The Beagle ear
(Thank you to Ann and Colette Wright for helping us translate our articles)
"Long, with rounded tip, reaching nearly to end of nose when drawn out. Set on low, fine in texture and hanging gracefully close to cheeks"
So stated the FCI and English standards concerning Beagle's ears; and the American standard seems to agree, adding some more particulars.
"Set on moderately low, long, reaching when drawn out nearly, if not quite, to the end of the nose; fine in texture, fairly broad-with almost entire absence of erectile power; setting close to the head, with the forward edge slightly inturning to the cheek, rounded at tip."
Although a sufficient clear description, some points leave us in some doubt.
For an example, what does it mean: "Set Low" or "Set moderately low"?
The standard doesn't help us much, in this case, because it doesn't give a measure and neither does it show a method to understand if the eras of our Beagle are set in the correct position.
Dog show culture and
the knowledge and experience of good breeders in the past, give us tips, at times empirical, to assist us in our judgement/decisions.
We list here two alternative methods for assessing the ear position.
The method schematized on the left is that used by the official breed standards, and is of use not only for Beagles, but as a general method to evaluate any dog.

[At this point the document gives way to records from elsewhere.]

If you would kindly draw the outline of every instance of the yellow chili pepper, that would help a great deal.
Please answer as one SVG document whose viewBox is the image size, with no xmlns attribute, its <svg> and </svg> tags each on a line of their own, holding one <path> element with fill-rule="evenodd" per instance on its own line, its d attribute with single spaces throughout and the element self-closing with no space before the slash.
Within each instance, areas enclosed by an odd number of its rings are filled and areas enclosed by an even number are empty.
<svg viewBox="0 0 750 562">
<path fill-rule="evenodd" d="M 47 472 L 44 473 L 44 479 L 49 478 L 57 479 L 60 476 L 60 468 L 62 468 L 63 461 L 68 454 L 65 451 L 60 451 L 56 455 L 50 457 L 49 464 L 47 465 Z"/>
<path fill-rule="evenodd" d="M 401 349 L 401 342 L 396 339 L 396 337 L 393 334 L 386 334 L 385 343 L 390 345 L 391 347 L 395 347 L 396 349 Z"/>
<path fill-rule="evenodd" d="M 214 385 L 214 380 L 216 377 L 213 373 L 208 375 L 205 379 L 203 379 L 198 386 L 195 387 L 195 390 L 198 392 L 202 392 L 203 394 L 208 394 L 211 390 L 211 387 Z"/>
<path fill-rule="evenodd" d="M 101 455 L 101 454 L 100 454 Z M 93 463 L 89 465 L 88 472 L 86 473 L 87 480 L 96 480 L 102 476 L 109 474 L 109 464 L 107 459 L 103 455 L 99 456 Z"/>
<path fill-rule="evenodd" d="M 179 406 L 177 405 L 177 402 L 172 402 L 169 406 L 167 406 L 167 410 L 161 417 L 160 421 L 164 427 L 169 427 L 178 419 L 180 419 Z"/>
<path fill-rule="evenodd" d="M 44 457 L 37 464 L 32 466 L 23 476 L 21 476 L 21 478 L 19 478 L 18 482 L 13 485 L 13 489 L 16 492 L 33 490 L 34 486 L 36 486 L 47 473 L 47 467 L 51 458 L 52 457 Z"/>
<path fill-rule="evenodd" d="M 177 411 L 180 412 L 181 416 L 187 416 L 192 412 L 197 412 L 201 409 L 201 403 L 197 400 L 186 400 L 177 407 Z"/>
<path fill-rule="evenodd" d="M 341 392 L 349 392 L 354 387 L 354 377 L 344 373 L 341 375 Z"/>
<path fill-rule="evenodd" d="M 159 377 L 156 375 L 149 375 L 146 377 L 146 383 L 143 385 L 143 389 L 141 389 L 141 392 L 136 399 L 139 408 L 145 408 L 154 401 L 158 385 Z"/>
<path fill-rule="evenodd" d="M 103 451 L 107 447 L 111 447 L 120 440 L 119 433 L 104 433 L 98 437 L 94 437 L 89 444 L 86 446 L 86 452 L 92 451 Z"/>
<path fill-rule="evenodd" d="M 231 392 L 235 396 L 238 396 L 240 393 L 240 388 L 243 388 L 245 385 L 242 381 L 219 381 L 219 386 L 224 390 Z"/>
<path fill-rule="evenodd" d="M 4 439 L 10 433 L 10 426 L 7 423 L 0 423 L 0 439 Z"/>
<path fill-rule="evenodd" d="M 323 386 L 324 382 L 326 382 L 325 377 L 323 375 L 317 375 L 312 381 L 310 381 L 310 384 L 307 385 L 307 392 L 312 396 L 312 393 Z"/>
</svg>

Observing the dog which is looking to the horizon, the ear attachment should be at the same height as the upper part of then eye socket.
The second method, perhaps the most in widespread use among breeders, has the advantage of beeing easier to visualise.
To obtain the correct position, we draw a line that starts from the nose, crosses the eye and ends at the ear attachement.
Using the second method described above, the one we prefer, we can see an ear positioned high on the left, and one set too low on the right.
In assessing the ear position, the dog shold be relaxed. If it is tense or attentive, the ear is raised up. If the dog is frightened or unhappy the ear is set low and back.
In the picture on the right we see a long low set ear (as in our Italian hound), both these characteristics are almost always associated.
Wath does it means: "almost entire absence of erectile power"?
The American standard stated that the erectile power should be absent. It means that Beagles ears must not have inside cartilage or muscles that allows it to stand erect over the point of attachment.
That limited erectile power is present in different terrier breeds, that even having pendant ears are able to pick up their ears over the head.
To be honest it's a rare fault and personally I have nevere seen in my life such a strange trait in a Beagle.
On the contrary I have seen Beagles that when felt showed some "cartilage" or better some thickness of skin. Ears where set close to the head anyway, but shape and mobility where compromised.
How a correct ear is done ?
1. Correct set ear.
2. Rounded at the tip
3. When drawn forward the tip of the ear should reach almost to the tip of the nose.(but not overlap it)
4. The ear is set forward an not low (this trait is not pointed out by the standard but is desirable).